I've seen some other suggestions related to features that would make this software more intuitive for people who are not machinists. I had a suggestion.
Apple used to do something very neat when evaulating how intuitive or easy to understand their products were. When they introduced an interface change, they had a room where they would take users, give them a list of tasks to complete, and then film them (or watch through the 2 way mirror). They had a lot of really amazing revelations with this approach (it's actually why the Apple symbol was upside down on laptops for so many years - when put in the room, customers would always turn the apple towards them and try to open it the wrong way. Ultimately the fact that it looked stupid on TV trumped that, but there you go.)
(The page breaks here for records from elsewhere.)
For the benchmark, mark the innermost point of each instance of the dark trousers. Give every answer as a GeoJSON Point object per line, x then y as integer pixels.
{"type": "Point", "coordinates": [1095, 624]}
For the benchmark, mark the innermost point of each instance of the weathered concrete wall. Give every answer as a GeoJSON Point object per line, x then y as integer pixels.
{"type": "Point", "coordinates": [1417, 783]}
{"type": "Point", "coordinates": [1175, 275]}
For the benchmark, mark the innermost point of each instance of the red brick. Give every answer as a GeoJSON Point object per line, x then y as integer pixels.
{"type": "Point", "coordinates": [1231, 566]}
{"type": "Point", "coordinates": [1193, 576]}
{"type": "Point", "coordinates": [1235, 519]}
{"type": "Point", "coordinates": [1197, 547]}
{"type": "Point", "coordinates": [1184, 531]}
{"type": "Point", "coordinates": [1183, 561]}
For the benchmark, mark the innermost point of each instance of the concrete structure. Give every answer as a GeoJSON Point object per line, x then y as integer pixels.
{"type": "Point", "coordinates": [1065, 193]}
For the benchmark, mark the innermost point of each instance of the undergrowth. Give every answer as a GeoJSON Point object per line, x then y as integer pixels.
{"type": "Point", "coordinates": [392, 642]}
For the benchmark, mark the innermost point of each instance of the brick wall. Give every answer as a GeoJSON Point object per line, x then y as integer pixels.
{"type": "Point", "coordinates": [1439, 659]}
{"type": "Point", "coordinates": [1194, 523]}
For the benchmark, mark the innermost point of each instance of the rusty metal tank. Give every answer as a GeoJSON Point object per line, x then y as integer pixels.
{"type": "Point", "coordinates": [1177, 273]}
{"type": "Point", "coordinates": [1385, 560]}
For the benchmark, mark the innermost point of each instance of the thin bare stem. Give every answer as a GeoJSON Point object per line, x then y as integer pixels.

What I'm seeing with F360 is that you have a community of engineers and machinists who are already using similar tools in similar ways and are pretty much looking for specific refinements to the product, they already know what they are doing and what they want. And then there are the other groups like me, coming from sectors like desktop publishing and are really having a hard time understanding how to do the simplest things (today I'm trying to bang out 16 different name plates for Christmas, something that would take me 20 minutes in photoshop, and I haven't finished on yet because I can't figure out how to select the top of my recessed text to make a chamfer on those edges...well, a way that doesn't involve me command clicking 20 times for each S in a name.)
I think it would be amazing if you brought in new users from different industry sectors and watched them, see what are the particular points and concepts that are causing roadblocks. There's a whole world of people eyeing those 3D printers and CNC routers, with a whole universe worth of ideas. Anything you can do to make the tool more accessible to us would be amazing.